Nyungne (pronounced nyung-nay) is a traditional retreat which includes vows for fasting and silence. Periods of group mediation are interspersed with periods for individual practice, study and reflection. Each day, we eat a large midday feast together, with assigned groups alternating cooking responsibilities and observing no meat or eggs, and also Rinpoche’s dietary restriction. This practice is loved by everyone who does it, and members of our sangha look forward to the intimate retreat time with each other and Rinpoche each summer. Nyungne, literally “ritual fasting,” is a practice that belongs generally to the Mahayana, and more specifically to the Kriya Tantra tradition. However, the wonderful thing about this practice is that it generally acts as a framework for discipline and diligence, and practitioners of all levels–from beginners to practitioners of Atiyoga Dzogchen–can do the practice together, each at their own level. We focus on generating Bodhichitta and training in the view of meditation, relying upon the practices of Avalokitesvara and Medicine Buddha.
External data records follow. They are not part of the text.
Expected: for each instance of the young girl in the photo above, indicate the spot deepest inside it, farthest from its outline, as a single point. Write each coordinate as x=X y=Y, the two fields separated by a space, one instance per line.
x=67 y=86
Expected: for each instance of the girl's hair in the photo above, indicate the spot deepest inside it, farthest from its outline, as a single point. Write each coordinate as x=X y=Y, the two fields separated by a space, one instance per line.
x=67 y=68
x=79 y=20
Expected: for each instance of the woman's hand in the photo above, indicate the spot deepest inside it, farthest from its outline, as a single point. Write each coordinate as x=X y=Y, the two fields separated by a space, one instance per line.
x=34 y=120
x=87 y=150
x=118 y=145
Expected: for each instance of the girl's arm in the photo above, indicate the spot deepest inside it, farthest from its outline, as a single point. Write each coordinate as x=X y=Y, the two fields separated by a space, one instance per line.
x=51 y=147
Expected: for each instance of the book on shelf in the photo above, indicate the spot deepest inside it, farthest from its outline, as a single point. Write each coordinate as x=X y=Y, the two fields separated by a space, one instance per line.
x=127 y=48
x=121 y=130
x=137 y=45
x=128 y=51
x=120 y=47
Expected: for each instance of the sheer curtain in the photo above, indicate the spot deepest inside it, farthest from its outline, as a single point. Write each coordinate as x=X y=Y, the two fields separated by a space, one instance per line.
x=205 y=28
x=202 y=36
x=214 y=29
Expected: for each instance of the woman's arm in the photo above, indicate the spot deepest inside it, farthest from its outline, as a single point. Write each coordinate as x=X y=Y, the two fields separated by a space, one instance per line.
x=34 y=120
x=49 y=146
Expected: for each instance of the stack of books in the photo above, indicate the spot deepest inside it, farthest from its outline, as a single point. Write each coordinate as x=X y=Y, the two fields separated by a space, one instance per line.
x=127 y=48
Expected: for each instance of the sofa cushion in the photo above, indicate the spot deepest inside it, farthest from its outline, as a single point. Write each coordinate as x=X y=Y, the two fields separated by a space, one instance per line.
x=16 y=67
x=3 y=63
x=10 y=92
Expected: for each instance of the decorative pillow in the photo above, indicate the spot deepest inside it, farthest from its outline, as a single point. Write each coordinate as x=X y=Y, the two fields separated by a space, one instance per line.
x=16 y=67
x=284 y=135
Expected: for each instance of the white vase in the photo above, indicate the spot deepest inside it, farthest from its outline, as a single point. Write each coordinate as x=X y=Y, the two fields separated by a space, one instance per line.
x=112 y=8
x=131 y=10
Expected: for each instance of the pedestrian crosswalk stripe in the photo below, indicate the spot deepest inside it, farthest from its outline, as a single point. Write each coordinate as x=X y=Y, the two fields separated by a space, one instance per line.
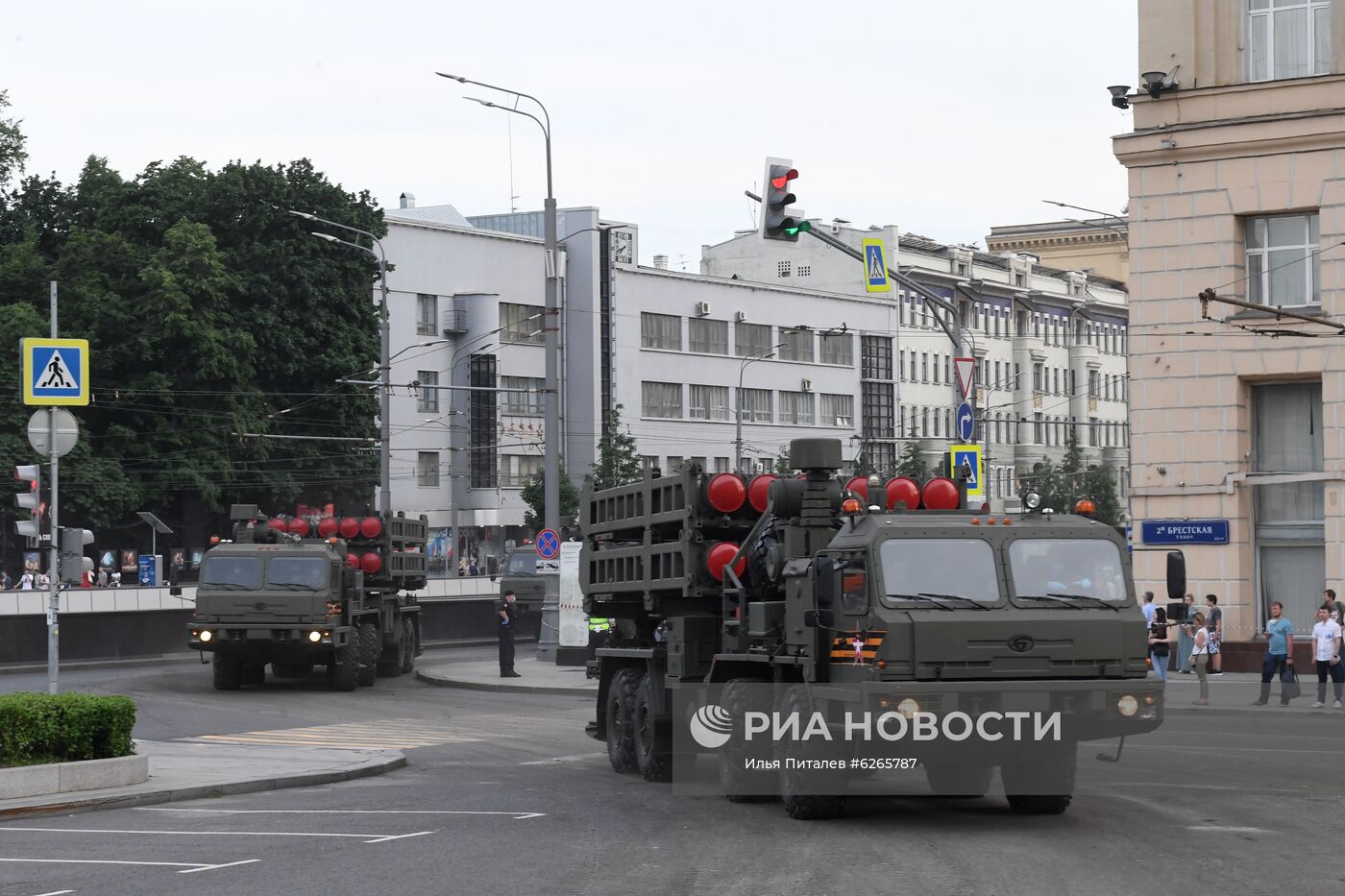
x=392 y=734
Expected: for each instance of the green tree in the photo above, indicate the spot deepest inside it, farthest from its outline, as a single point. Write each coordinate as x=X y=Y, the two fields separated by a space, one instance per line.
x=911 y=462
x=618 y=456
x=534 y=496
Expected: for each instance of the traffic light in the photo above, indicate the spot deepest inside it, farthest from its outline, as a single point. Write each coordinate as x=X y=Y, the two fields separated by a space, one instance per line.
x=777 y=220
x=30 y=500
x=73 y=563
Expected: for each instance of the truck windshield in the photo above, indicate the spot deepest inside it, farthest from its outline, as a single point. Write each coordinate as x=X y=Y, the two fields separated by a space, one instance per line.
x=944 y=567
x=232 y=572
x=1066 y=567
x=298 y=572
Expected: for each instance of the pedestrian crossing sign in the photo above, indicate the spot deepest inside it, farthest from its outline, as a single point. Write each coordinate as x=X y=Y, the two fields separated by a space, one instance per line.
x=56 y=372
x=874 y=267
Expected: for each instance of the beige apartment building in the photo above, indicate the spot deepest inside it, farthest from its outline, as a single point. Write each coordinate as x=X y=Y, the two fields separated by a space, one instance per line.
x=1237 y=184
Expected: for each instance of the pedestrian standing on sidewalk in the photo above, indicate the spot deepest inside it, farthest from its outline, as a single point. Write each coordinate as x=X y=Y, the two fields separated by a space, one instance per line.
x=1200 y=657
x=1214 y=626
x=1160 y=644
x=1186 y=635
x=1280 y=653
x=1327 y=650
x=507 y=618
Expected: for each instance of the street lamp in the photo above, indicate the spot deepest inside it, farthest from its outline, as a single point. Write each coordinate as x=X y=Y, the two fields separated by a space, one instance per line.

Anyen Rinpoche also gives general practice instructions each morning.
A Brief History of Nyungne
Nyungne was adopted as a formal style of practice after a great female Siddha from India, named Gelongma Palmo, attained realization using just this method. Gelongma Palmo was born a princess in the land of Orgyen, also the birthplace of Padmasambhava. Because she was highly educated and had a strong aptitude for Dharma, she developed renunciation and became a nun. However, after joining a nunnery, she developed leprosy and was cast out to live on her own in the wilderness. Gelongma Palmo took up ritual fasting as a strict, daily discipline. She focused herself wholly on the practice of 1000-Armed Avalokitesvara, until she saw the face of Avalokitesvara himself, and attained realization that equaled his. After this divine vision, her body healed and she no longer showed any signs of illness.